Reward and terminal functions in Inkling

Caution

Reward and terminal functions are considered advanced usage for special cases. Most users should use Goals instead.

Reward functions

Reward functions take one or two input parameters. The first parameter provides the new state that was returned from the simulator. The second parameter (which can be omitted) is the action provided by the AI during a training episode. The reward function must return a numeric value indicating the reward associated with that state and action.

The reward function is specified within the curriculum statement using the reward keyword and a globally named or inline function.

concept Balance(input: SimState): Action {
    curriculum {
        source MySimulator
        reward GetReward
    }
}

function IsUpright(Angle: number) {
  return Angle > 85 and Angle < 95
}

function GetReward(State: SimState) {
  if IsUpright(State.Angle) {
      return 1.0
  }
  return -0.01
}

Warning

Reward functions cannot be used in conjunction with goals. Including both will generate an error.

Terminal functions

As with reward functions, terminal functions can be written within Inkling.

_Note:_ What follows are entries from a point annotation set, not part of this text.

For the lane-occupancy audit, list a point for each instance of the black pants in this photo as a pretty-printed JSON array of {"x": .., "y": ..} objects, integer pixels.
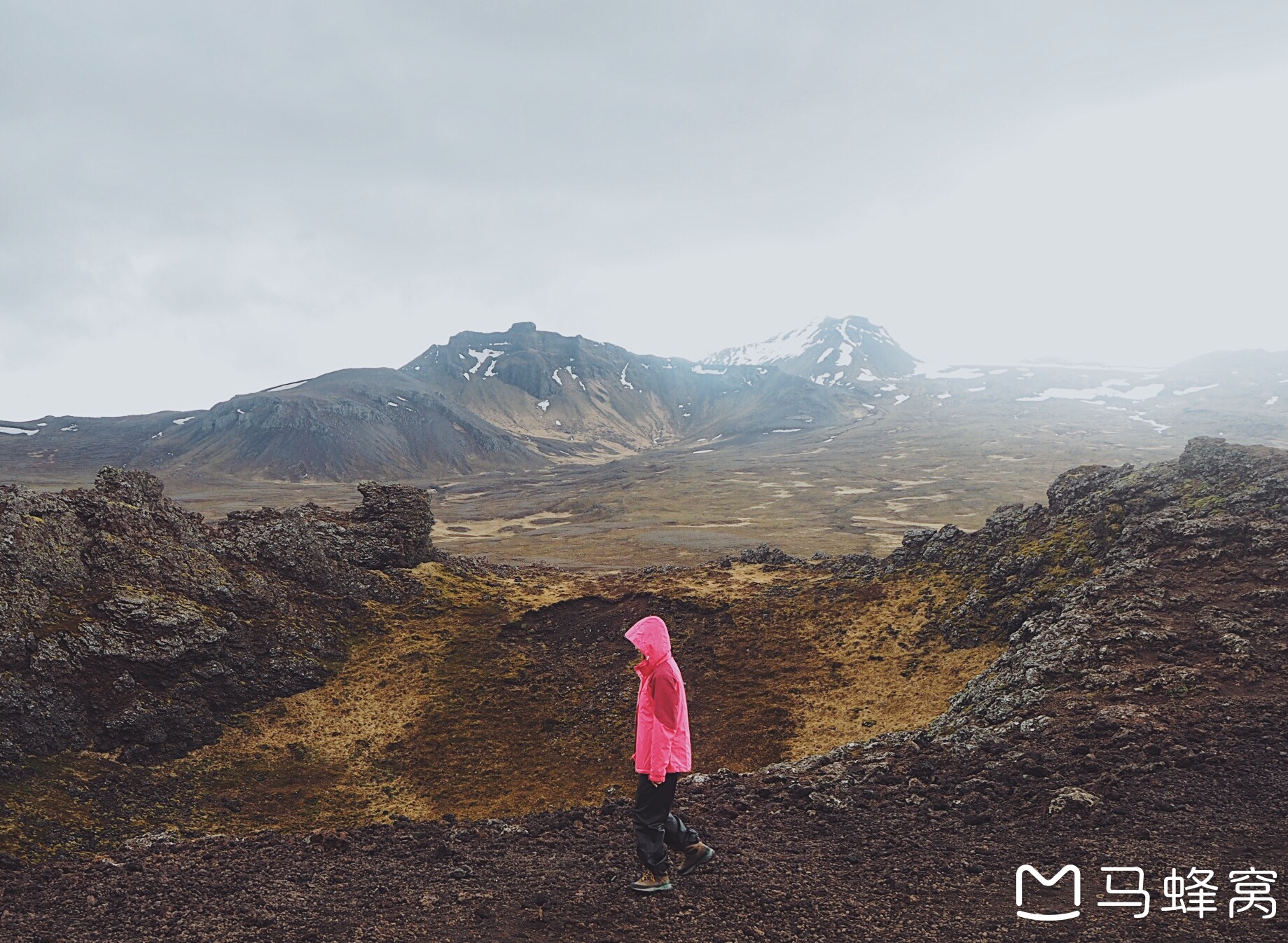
[{"x": 656, "y": 829}]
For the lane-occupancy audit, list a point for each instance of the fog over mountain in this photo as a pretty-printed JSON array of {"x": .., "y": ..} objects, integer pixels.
[{"x": 207, "y": 199}]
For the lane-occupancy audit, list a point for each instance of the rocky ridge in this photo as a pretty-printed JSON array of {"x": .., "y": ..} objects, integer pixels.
[
  {"x": 1133, "y": 720},
  {"x": 129, "y": 624}
]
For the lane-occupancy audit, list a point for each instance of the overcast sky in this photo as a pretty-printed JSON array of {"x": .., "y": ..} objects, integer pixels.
[{"x": 207, "y": 199}]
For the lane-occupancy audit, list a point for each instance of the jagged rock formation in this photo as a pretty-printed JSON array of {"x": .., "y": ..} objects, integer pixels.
[
  {"x": 1133, "y": 720},
  {"x": 127, "y": 623}
]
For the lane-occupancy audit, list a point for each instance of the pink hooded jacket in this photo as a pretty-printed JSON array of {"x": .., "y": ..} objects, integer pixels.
[{"x": 661, "y": 713}]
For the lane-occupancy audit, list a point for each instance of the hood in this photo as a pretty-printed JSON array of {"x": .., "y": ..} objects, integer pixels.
[{"x": 651, "y": 637}]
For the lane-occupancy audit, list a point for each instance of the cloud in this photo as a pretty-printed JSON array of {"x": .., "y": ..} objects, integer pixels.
[{"x": 218, "y": 198}]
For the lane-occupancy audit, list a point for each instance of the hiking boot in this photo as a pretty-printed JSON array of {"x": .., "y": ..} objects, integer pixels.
[
  {"x": 695, "y": 857},
  {"x": 651, "y": 883}
]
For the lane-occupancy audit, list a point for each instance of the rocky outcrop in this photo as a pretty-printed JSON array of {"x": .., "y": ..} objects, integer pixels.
[{"x": 129, "y": 624}]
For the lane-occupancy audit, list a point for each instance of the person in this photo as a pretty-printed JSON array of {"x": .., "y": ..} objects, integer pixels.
[{"x": 663, "y": 752}]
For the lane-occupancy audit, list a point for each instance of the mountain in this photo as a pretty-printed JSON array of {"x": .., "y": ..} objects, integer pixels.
[
  {"x": 594, "y": 397},
  {"x": 482, "y": 402},
  {"x": 832, "y": 352}
]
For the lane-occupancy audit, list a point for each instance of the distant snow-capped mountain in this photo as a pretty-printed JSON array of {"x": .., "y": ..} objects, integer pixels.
[{"x": 832, "y": 352}]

When you specify a terminal function in Inkling, the training engine ignores any terminal values passed from the simulator. Terminal functions cannot be used in conjunction with goals.

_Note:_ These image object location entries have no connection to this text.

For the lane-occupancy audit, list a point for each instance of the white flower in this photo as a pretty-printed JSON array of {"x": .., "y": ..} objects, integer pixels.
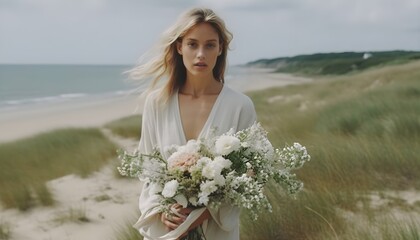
[
  {"x": 222, "y": 162},
  {"x": 182, "y": 200},
  {"x": 155, "y": 188},
  {"x": 204, "y": 199},
  {"x": 193, "y": 201},
  {"x": 208, "y": 187},
  {"x": 220, "y": 180},
  {"x": 227, "y": 144},
  {"x": 170, "y": 188},
  {"x": 209, "y": 171}
]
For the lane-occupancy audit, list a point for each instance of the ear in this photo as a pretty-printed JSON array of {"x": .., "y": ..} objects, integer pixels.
[{"x": 179, "y": 47}]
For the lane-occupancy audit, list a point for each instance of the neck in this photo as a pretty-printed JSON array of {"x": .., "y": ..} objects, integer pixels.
[{"x": 201, "y": 85}]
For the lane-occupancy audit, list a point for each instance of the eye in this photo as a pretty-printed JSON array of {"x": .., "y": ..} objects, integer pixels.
[
  {"x": 211, "y": 45},
  {"x": 192, "y": 44}
]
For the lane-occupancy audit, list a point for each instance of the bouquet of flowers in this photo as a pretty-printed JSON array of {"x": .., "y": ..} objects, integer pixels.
[{"x": 232, "y": 168}]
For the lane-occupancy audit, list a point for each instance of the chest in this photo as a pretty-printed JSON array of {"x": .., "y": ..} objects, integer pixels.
[{"x": 194, "y": 113}]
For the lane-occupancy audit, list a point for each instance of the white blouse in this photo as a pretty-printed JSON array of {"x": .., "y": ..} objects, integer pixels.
[{"x": 161, "y": 128}]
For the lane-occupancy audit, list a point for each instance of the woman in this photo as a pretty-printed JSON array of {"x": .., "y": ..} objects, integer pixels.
[{"x": 193, "y": 101}]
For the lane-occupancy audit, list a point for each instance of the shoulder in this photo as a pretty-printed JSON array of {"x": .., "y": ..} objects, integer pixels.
[{"x": 238, "y": 99}]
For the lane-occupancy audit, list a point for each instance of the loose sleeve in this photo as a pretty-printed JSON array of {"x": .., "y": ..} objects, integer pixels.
[
  {"x": 247, "y": 115},
  {"x": 149, "y": 223},
  {"x": 227, "y": 216}
]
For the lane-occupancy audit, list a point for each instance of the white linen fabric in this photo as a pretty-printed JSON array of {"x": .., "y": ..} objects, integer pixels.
[{"x": 161, "y": 128}]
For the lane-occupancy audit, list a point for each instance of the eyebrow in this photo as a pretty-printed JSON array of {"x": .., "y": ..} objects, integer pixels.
[{"x": 192, "y": 39}]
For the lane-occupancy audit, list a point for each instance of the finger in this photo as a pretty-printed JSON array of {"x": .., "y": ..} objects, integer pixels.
[
  {"x": 185, "y": 211},
  {"x": 176, "y": 219},
  {"x": 171, "y": 225}
]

An Inkling terminal function takes one or two input parameters. The first is the new state that was returned from the simulator. The second parameter (which can be omitted) is the action that was provided by the model. The terminal function must return true (1) if the state is a terminal state or false (0) otherwise.

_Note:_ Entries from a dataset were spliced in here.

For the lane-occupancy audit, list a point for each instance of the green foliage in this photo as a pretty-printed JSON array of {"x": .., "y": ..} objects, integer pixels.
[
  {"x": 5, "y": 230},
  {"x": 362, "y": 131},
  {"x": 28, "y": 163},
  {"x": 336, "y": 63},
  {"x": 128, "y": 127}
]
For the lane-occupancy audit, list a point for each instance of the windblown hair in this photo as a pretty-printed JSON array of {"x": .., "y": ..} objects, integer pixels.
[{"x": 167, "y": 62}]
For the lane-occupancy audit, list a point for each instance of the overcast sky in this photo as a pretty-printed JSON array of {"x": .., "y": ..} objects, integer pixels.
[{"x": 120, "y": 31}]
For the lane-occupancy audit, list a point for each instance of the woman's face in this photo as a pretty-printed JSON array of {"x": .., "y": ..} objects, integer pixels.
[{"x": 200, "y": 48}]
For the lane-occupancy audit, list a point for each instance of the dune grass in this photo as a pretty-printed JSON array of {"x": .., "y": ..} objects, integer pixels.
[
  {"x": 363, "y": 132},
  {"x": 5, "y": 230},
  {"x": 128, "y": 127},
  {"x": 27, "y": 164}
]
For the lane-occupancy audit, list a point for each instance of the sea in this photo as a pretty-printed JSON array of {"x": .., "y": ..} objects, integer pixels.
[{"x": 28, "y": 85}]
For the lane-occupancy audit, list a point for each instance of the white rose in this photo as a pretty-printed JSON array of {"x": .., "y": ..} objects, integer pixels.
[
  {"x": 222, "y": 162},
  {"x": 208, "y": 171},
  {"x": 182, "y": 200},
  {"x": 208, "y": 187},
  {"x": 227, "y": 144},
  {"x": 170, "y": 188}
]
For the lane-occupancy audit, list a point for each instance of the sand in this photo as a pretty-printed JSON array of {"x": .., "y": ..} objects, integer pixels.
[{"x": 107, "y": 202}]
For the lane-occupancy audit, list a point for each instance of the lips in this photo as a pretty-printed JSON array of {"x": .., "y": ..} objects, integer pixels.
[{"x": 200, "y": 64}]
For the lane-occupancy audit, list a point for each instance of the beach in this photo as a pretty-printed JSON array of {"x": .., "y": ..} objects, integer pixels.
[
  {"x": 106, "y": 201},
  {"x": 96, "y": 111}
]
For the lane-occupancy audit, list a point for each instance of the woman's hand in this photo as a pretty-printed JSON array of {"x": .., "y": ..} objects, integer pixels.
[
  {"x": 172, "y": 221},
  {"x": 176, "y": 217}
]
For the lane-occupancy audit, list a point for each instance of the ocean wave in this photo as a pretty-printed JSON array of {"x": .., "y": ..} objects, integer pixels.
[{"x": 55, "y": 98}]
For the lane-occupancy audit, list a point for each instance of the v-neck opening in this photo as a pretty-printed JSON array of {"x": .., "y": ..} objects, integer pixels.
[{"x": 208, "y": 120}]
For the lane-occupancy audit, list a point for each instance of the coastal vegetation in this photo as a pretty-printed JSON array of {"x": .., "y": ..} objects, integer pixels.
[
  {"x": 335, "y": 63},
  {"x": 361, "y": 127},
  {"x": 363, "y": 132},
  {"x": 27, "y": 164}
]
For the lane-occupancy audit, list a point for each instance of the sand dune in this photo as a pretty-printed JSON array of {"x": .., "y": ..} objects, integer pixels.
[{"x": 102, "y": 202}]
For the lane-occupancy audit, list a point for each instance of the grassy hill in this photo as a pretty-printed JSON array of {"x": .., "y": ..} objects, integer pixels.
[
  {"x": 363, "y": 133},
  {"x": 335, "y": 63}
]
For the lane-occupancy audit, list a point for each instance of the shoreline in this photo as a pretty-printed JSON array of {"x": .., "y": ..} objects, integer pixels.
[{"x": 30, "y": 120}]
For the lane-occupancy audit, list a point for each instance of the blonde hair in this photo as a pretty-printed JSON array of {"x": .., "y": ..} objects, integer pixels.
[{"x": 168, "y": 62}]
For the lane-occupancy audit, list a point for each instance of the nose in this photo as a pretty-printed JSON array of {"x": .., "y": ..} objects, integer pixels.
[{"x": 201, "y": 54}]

The terminal function is specified within the curriculum statement using the terminal keyword and a globally named or inline function.

concept Balance(input: SimState): Action {
    curriculum {
        source MySimulator
        terminal function (State: SimState) {
          return State.Position > 20
        }
    }
}

Terminal functions are not required when using reward functions. If no terminal function is provided, the training episode automatically terminates once the the configured iteration limit (EpisodeIterationLimit) is reached.

Warning

Terminal functions cannot be used in conjunction with goals. Including both will generate an error.